This release is a major, but backwards-compatible refactoring that makes `calibr8` models more compatible with respect to independent variable dimensionality, and all kinds of continuous or discrete dependent variable distributions.
Calibration models should now inherit from `ContinuousUnivariateModel` or `ContinuousMultivariateModel` __and__ a "noise model" that inherits from `DistributionMixin`.
Further reading: https://calibr8.readthedocs.io/en/latest/calibr8_inheritance.html
For example:
python
class MyModel(calibr8.ContinuousUnivariateModel, calibr8.NormalNoise):
...
Changes in this version
* Class inheritance was changed & noise model mixins were added, enabling more generalization (also see https://github.com/JuBiotech/calibr8/pull/12)

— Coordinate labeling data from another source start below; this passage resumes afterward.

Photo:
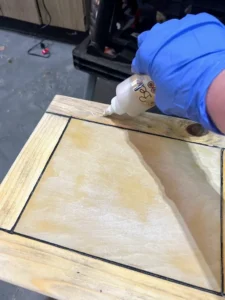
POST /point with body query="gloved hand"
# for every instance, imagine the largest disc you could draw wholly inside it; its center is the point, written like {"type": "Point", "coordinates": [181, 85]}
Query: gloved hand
{"type": "Point", "coordinates": [183, 57]}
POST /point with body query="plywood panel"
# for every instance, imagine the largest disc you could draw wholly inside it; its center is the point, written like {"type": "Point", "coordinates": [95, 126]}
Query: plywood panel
{"type": "Point", "coordinates": [25, 10]}
{"type": "Point", "coordinates": [65, 275]}
{"type": "Point", "coordinates": [23, 175]}
{"type": "Point", "coordinates": [137, 199]}
{"type": "Point", "coordinates": [148, 122]}
{"type": "Point", "coordinates": [64, 13]}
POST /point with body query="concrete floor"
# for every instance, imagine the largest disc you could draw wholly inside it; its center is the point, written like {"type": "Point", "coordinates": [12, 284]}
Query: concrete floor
{"type": "Point", "coordinates": [27, 86]}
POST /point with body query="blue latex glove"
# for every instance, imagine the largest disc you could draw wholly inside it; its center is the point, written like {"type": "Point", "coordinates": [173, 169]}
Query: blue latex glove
{"type": "Point", "coordinates": [183, 57]}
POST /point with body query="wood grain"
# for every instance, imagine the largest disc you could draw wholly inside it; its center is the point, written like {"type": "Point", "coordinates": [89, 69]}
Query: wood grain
{"type": "Point", "coordinates": [68, 276]}
{"type": "Point", "coordinates": [23, 175]}
{"type": "Point", "coordinates": [148, 122]}
{"type": "Point", "coordinates": [106, 191]}
{"type": "Point", "coordinates": [65, 13]}
{"type": "Point", "coordinates": [25, 10]}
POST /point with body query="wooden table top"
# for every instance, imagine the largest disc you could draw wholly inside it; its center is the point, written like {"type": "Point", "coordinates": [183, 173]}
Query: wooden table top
{"type": "Point", "coordinates": [53, 269]}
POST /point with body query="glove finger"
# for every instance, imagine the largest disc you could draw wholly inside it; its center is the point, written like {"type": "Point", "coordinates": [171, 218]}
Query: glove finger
{"type": "Point", "coordinates": [142, 37]}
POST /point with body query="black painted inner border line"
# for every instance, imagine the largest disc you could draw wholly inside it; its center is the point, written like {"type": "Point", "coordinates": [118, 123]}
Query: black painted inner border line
{"type": "Point", "coordinates": [221, 222]}
{"type": "Point", "coordinates": [39, 178]}
{"type": "Point", "coordinates": [120, 265]}
{"type": "Point", "coordinates": [135, 130]}
{"type": "Point", "coordinates": [13, 232]}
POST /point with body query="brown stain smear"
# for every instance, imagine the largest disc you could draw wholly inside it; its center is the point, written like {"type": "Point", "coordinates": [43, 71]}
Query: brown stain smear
{"type": "Point", "coordinates": [80, 135]}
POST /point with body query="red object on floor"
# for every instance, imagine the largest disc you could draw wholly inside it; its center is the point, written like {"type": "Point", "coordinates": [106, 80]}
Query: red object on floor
{"type": "Point", "coordinates": [45, 51]}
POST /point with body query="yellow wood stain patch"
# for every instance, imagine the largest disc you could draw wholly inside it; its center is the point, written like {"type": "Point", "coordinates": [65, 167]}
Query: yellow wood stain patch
{"type": "Point", "coordinates": [141, 200]}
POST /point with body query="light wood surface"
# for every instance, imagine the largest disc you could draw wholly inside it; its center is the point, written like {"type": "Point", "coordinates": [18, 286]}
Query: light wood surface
{"type": "Point", "coordinates": [69, 14]}
{"type": "Point", "coordinates": [148, 122]}
{"type": "Point", "coordinates": [106, 191]}
{"type": "Point", "coordinates": [23, 175]}
{"type": "Point", "coordinates": [25, 10]}
{"type": "Point", "coordinates": [65, 275]}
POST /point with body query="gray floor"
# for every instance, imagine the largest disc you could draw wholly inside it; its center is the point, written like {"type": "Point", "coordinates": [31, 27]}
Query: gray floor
{"type": "Point", "coordinates": [27, 86]}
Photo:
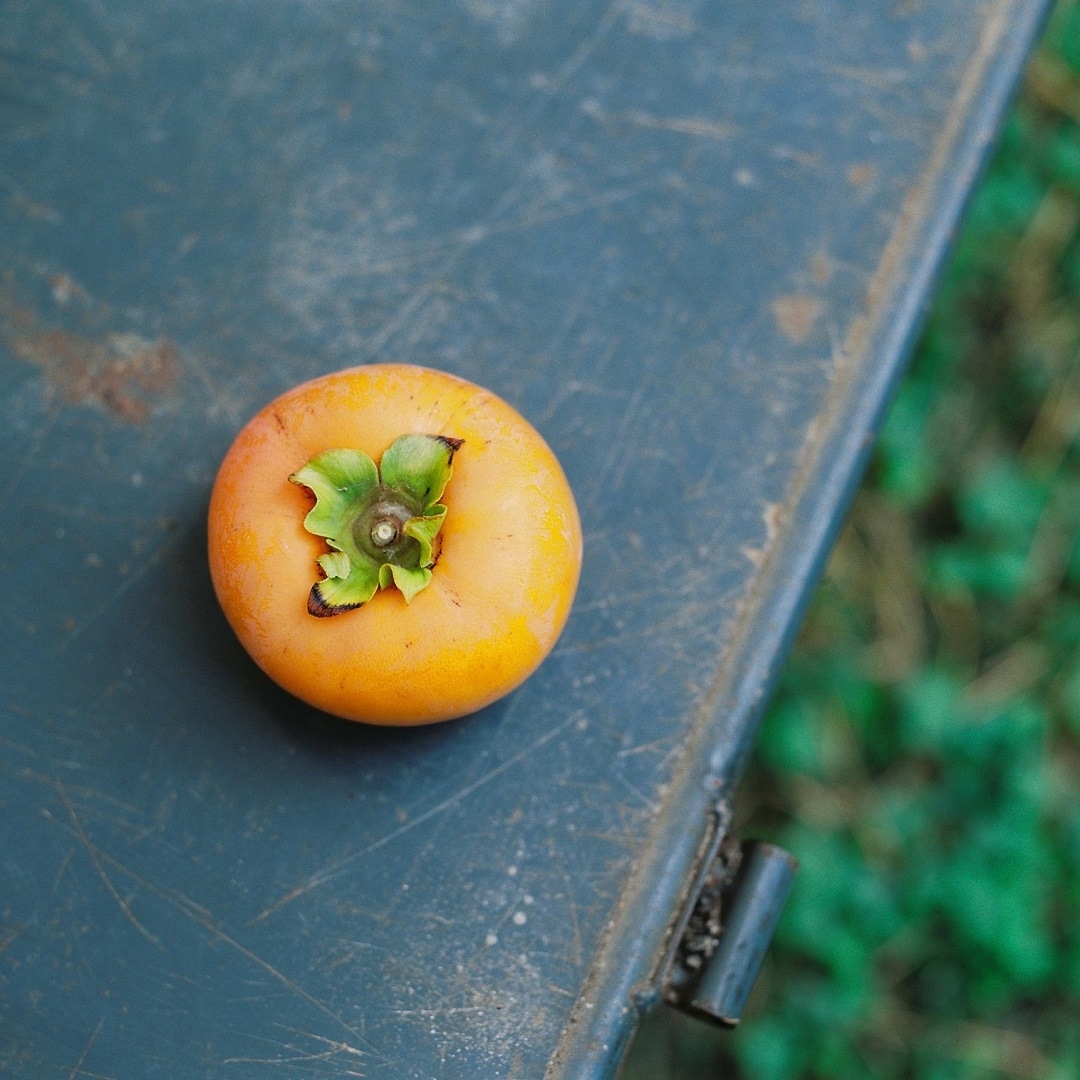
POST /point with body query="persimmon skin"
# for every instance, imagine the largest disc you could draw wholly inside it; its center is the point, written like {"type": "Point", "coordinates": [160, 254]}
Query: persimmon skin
{"type": "Point", "coordinates": [501, 590]}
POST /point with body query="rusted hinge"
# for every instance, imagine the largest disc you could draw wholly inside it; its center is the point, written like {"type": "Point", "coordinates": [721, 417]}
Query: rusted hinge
{"type": "Point", "coordinates": [729, 928]}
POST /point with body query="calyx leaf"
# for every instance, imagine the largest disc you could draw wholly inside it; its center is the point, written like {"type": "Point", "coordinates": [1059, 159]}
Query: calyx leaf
{"type": "Point", "coordinates": [381, 529]}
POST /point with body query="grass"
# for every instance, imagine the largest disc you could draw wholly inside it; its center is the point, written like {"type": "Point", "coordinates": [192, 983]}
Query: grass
{"type": "Point", "coordinates": [921, 756]}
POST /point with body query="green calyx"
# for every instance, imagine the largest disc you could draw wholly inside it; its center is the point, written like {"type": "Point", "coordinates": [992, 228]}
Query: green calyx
{"type": "Point", "coordinates": [380, 523]}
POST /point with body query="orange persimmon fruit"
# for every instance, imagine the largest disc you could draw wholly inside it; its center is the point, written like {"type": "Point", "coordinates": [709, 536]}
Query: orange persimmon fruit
{"type": "Point", "coordinates": [393, 544]}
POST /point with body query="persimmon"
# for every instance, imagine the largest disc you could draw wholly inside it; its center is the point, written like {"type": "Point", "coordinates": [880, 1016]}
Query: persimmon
{"type": "Point", "coordinates": [393, 544]}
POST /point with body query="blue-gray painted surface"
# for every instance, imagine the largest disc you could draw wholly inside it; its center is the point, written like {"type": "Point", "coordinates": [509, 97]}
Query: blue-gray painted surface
{"type": "Point", "coordinates": [689, 241]}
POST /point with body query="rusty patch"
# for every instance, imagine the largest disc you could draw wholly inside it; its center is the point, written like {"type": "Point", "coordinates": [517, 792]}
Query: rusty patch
{"type": "Point", "coordinates": [796, 314]}
{"type": "Point", "coordinates": [123, 373]}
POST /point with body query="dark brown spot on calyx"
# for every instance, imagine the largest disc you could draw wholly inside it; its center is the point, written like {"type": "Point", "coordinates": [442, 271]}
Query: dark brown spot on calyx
{"type": "Point", "coordinates": [321, 609]}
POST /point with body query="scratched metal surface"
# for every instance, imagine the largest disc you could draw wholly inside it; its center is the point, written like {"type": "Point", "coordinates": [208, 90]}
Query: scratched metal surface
{"type": "Point", "coordinates": [688, 240]}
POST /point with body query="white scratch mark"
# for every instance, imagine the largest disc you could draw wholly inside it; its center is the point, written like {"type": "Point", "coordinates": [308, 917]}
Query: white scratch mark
{"type": "Point", "coordinates": [77, 1068]}
{"type": "Point", "coordinates": [95, 859]}
{"type": "Point", "coordinates": [336, 869]}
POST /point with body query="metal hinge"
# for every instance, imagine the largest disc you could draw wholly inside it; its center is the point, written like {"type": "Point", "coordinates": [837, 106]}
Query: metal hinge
{"type": "Point", "coordinates": [729, 928]}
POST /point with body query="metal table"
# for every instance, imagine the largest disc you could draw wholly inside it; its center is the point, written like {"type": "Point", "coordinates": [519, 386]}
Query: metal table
{"type": "Point", "coordinates": [689, 241]}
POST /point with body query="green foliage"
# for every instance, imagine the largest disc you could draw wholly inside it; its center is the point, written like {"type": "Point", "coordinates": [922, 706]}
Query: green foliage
{"type": "Point", "coordinates": [921, 756]}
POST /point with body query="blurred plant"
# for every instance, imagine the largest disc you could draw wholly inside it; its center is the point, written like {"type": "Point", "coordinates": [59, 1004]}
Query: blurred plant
{"type": "Point", "coordinates": [921, 756]}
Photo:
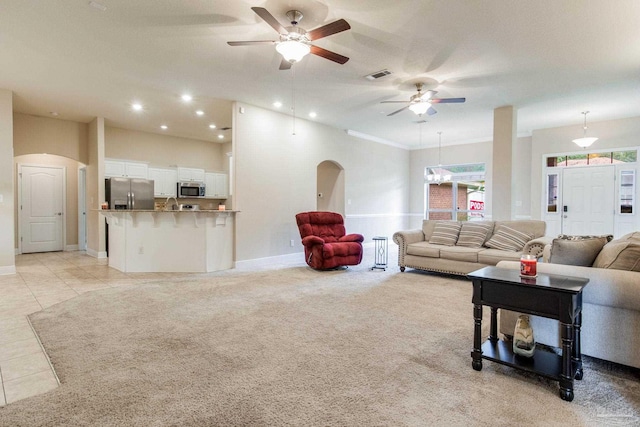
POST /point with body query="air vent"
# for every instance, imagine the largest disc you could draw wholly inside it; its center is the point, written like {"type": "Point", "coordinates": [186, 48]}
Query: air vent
{"type": "Point", "coordinates": [378, 74]}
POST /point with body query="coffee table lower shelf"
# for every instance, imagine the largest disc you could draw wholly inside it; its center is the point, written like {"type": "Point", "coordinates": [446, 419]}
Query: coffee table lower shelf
{"type": "Point", "coordinates": [543, 362]}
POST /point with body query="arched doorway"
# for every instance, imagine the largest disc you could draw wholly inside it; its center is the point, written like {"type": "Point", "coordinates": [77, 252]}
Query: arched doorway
{"type": "Point", "coordinates": [330, 187]}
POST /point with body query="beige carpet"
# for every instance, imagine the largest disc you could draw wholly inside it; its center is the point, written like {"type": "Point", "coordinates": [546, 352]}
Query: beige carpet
{"type": "Point", "coordinates": [296, 347]}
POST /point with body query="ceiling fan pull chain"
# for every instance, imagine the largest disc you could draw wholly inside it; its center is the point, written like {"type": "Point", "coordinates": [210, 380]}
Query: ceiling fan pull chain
{"type": "Point", "coordinates": [293, 99]}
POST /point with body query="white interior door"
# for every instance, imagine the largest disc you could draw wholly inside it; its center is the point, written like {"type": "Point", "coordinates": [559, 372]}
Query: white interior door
{"type": "Point", "coordinates": [588, 197]}
{"type": "Point", "coordinates": [41, 210]}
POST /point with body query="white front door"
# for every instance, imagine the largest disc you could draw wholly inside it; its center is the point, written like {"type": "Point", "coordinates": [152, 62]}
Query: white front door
{"type": "Point", "coordinates": [41, 210]}
{"type": "Point", "coordinates": [588, 196]}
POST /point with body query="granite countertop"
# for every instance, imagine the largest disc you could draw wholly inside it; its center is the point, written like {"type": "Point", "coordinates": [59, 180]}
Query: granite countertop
{"type": "Point", "coordinates": [165, 211]}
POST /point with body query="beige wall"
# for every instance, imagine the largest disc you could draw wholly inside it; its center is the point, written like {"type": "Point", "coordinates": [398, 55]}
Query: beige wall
{"type": "Point", "coordinates": [276, 178]}
{"type": "Point", "coordinates": [71, 190]}
{"type": "Point", "coordinates": [7, 211]}
{"type": "Point", "coordinates": [37, 135]}
{"type": "Point", "coordinates": [95, 189]}
{"type": "Point", "coordinates": [164, 150]}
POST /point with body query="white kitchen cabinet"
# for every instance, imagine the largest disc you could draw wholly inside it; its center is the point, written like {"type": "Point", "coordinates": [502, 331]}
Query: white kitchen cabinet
{"type": "Point", "coordinates": [125, 169]}
{"type": "Point", "coordinates": [190, 174]}
{"type": "Point", "coordinates": [165, 181]}
{"type": "Point", "coordinates": [216, 185]}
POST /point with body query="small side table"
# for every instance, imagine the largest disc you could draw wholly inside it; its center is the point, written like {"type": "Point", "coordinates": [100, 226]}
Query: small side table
{"type": "Point", "coordinates": [381, 249]}
{"type": "Point", "coordinates": [548, 295]}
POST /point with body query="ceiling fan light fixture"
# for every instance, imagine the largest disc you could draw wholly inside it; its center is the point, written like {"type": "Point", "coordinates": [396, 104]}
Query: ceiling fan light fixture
{"type": "Point", "coordinates": [292, 50]}
{"type": "Point", "coordinates": [420, 108]}
{"type": "Point", "coordinates": [585, 141]}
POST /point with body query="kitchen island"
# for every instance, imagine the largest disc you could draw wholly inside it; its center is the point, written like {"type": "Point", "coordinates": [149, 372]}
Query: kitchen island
{"type": "Point", "coordinates": [170, 241]}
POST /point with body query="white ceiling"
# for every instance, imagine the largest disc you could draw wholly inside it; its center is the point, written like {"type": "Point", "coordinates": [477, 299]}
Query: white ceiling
{"type": "Point", "coordinates": [551, 59]}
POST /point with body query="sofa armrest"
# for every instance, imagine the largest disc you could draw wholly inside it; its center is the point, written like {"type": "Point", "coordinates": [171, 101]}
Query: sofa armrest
{"type": "Point", "coordinates": [352, 238]}
{"type": "Point", "coordinates": [407, 237]}
{"type": "Point", "coordinates": [404, 239]}
{"type": "Point", "coordinates": [535, 247]}
{"type": "Point", "coordinates": [311, 241]}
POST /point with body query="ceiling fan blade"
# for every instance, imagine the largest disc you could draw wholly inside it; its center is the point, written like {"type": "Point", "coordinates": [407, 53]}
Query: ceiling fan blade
{"type": "Point", "coordinates": [332, 56]}
{"type": "Point", "coordinates": [397, 111]}
{"type": "Point", "coordinates": [447, 100]}
{"type": "Point", "coordinates": [252, 42]}
{"type": "Point", "coordinates": [329, 29]}
{"type": "Point", "coordinates": [269, 19]}
{"type": "Point", "coordinates": [285, 65]}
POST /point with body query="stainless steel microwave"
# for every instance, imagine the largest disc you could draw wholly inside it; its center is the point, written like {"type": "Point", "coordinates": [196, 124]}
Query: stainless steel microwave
{"type": "Point", "coordinates": [190, 190]}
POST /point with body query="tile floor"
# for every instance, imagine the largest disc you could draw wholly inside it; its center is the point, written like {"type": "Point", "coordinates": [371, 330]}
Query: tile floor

* On assignment of `CalibrationModel.theta_fitted` the length of the vector is validated (see https://github.com/JuBiotech/calibr8/pull/17).
* `calibr8.HAS_PYMC` and `from calibr8.utils import pm` can be used to condition on the installation of PyMC versions 3 or 4.
* New property `CalibrationModel.ndim` was added.
* `NumericPosterior` was replaced by `UnivariateInferenceResult` and a corresponding hierarchy of more generalized `InferenceResult` types.